Bug 2052378

Summary: Failed Cronjobs bring down the whole cluster with excessive memory utilization.
Product: OpenShift Container Platform Reporter: Hradayesh Shukla <hshukla>
Component: kube-apiserverAssignee: Abu Kashem <akashem>
Status: CLOSED DUPLICATE QA Contact: Ke Wang <kewang>
Severity: high Docs Contact:
Priority: medium    
Version: 4.8CC: aos-bugs, dumilbur, grodrigu, jcallen, mbargenq, mfojtik, mharri, nagrawal, sgrunert, wking, xxia
Target Milestone: ---Flags: sgrunert: needinfo-
Target Release: ---   
Hardware: All   
OS: Linux   
Whiteboard:
Fixed In Version: Doc Type: If docs needed, set a value
Doc Text:
Story Points: ---
Clone Of: Environment:
Last Closed: 2022-03-03 13:17:50 UTC Type: Bug
Regression: --- Mount Type: ---
Documentation: --- CRM:
Verified Versions: Category: ---
oVirt Team: --- RHEL 7.3 requirements from Atomic Host:
Cloudforms Team: --- Target Upstream Version:
Embargoed:

Description Hradayesh Shukla 2022-02-09 06:54:52 UTC
Description of problem:
- When multiple CronJobs fails, they bring down worker nodes 1 by 1 in the entire cluster until all the nodes are down & cluster turns unstable. 


Version-Release number of selected component (if applicable):
- Tested the behavior in 4.8.24 
- Customer also suggested behavior occurs in ROSA 4.8.13 (but I've not tested it). 

How reproducible:
100% 


Steps to Reproduce:
1. The cluster has 3 worker nodes. 
2. Create some CronJobs using the attached CronJob file.

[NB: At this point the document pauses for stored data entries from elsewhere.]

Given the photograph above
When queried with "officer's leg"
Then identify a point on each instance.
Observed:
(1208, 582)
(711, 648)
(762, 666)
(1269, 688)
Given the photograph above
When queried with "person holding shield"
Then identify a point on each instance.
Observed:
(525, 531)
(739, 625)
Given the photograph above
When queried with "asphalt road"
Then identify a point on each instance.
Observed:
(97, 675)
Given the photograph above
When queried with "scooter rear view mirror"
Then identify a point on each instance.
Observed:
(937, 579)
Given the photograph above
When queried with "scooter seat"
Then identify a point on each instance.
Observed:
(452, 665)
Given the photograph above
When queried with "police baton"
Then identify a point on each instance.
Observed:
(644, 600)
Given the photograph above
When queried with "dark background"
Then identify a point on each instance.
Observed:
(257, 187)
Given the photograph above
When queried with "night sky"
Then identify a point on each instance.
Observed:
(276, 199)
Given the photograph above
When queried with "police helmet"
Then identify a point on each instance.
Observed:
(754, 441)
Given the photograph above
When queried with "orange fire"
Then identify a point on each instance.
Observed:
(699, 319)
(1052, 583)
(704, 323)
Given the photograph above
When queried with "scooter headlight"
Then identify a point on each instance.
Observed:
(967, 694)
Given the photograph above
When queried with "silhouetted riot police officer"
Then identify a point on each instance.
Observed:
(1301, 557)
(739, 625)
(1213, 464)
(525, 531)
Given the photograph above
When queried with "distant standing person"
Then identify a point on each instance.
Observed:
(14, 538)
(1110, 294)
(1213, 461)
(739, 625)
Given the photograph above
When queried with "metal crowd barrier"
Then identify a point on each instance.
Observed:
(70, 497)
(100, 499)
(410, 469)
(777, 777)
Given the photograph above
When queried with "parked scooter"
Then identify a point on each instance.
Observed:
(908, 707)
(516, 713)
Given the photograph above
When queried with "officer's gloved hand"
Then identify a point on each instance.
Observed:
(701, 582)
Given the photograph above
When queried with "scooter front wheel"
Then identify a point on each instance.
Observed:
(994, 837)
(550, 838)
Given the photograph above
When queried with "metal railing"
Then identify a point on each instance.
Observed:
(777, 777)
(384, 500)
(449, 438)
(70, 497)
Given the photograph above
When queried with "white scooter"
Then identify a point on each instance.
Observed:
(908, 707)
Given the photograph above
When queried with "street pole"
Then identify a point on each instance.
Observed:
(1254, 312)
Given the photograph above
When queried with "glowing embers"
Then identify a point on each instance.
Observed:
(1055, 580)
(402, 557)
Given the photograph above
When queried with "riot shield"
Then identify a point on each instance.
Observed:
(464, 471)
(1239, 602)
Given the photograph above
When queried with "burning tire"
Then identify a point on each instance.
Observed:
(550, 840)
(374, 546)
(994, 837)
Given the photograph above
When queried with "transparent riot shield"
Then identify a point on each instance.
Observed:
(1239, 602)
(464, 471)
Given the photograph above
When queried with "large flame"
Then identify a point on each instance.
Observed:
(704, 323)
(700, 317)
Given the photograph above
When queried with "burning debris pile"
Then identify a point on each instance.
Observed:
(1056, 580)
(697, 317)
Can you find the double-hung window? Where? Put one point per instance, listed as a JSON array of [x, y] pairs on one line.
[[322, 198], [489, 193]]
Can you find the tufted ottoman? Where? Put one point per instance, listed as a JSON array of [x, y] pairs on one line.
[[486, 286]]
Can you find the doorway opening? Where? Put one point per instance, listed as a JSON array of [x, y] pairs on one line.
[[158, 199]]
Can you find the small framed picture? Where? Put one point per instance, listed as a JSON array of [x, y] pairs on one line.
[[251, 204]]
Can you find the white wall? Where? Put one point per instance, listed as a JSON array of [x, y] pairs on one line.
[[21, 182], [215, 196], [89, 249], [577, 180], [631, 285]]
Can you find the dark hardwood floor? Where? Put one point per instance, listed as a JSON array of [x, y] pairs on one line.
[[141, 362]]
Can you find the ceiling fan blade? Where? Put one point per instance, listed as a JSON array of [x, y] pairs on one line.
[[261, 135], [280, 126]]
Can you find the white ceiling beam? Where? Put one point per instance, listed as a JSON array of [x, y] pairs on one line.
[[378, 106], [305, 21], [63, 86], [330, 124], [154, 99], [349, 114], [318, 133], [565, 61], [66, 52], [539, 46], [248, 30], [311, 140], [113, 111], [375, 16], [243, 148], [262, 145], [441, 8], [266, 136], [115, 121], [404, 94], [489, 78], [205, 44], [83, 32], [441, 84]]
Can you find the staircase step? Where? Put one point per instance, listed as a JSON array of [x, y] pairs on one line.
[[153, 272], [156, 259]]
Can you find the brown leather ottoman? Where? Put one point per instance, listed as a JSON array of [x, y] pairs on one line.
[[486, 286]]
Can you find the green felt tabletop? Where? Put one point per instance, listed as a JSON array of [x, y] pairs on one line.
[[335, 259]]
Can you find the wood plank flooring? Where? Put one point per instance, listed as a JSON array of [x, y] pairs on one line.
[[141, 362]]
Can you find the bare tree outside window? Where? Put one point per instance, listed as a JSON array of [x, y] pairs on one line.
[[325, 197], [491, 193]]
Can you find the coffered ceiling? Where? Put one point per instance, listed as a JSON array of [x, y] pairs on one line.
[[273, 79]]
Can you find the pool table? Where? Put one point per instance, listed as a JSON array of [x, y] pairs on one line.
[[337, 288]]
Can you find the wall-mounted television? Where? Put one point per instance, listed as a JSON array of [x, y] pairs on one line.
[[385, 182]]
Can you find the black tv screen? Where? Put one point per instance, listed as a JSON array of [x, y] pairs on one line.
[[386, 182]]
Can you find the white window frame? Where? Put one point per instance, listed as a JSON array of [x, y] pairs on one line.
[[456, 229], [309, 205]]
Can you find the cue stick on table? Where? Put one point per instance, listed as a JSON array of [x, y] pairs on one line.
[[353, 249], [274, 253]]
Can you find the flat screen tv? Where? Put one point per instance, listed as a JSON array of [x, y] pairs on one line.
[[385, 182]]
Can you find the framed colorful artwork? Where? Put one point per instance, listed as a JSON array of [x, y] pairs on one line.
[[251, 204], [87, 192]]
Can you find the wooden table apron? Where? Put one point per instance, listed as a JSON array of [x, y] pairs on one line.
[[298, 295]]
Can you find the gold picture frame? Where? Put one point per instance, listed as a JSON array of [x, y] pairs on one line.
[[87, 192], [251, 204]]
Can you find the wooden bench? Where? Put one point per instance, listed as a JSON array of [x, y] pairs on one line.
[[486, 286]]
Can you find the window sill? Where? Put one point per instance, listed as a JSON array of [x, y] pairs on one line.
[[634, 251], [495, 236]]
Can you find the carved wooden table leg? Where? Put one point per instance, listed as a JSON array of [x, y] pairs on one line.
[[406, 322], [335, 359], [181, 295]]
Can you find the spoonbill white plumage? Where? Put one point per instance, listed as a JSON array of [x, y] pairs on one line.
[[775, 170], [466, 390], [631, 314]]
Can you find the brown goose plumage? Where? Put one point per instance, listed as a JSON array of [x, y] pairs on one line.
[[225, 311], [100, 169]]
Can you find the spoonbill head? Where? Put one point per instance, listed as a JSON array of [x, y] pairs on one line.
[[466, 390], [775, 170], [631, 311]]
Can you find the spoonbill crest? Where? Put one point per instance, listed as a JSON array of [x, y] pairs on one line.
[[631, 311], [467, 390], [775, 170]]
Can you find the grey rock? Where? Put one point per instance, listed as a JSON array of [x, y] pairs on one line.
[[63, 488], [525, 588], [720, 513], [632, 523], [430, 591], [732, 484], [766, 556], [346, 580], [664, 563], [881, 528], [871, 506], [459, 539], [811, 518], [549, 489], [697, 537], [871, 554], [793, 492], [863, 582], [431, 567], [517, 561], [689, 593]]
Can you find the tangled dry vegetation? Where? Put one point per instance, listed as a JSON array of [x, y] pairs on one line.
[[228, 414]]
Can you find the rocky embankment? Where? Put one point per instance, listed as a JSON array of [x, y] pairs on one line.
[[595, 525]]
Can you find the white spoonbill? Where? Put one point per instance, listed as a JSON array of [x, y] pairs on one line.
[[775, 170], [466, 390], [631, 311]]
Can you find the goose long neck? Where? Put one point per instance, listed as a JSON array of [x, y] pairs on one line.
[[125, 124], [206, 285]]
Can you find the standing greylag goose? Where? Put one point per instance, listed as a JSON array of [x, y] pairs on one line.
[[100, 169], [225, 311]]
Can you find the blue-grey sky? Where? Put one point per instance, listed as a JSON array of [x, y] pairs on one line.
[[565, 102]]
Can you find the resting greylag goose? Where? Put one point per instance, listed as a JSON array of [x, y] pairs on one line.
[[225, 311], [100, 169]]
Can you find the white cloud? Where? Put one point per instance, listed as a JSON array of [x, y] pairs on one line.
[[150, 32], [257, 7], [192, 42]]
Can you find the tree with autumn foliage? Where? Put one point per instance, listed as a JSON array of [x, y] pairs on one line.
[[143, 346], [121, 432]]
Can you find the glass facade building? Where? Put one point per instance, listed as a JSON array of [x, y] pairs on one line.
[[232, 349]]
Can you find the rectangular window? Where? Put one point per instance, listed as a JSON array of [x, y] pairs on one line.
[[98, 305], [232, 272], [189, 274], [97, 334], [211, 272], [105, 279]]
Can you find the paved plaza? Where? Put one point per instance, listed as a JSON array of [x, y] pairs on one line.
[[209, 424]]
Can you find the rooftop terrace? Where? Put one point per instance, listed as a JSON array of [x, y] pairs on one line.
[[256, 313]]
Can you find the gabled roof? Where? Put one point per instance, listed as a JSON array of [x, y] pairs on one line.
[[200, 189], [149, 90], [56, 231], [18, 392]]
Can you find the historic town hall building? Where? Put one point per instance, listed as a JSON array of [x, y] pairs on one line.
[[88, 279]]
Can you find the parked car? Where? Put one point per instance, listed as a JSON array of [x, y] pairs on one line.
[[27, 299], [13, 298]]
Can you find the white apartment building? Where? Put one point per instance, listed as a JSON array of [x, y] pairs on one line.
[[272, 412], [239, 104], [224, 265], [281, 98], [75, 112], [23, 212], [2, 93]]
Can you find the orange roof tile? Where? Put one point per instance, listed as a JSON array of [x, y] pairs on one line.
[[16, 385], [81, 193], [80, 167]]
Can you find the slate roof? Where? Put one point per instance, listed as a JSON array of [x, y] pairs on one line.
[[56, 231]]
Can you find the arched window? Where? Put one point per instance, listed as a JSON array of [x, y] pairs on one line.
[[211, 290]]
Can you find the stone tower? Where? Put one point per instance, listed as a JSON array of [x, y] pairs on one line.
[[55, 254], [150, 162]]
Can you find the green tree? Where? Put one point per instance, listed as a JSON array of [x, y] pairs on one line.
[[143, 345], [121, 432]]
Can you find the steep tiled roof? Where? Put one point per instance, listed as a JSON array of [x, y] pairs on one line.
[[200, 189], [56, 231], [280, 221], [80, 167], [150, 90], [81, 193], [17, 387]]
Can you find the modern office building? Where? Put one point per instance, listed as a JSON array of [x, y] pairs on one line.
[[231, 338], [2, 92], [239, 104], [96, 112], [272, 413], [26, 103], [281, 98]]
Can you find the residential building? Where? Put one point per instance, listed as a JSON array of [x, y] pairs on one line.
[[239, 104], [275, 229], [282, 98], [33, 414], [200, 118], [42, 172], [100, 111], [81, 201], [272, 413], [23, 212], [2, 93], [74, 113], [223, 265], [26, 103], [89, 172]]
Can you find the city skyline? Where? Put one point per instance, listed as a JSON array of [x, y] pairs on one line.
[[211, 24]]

Once they start failing, we can see that within an hour, 1st node goes down & then in 2 more hours we see the entire cluster is down.
3. The failed jobs somehow don't release the RAM until the node crashes. 


Actual results:
- Nodes enter NotReady state one by one & eventually the whole cluster goes down completely. 


Expected results:
- Failed cronjob pods should be terminated & memory should be released. 


Additional info:

Comment 14 Sascha Grunert 2022-03-03 13:17:50 UTC
The patch has been merged this night into 4.8. Marking this one as duplicate of https://bugzilla.redhat.com/show_bug.cgi?id=2042175

*** This bug has been marked as a duplicate of bug 2042175 ***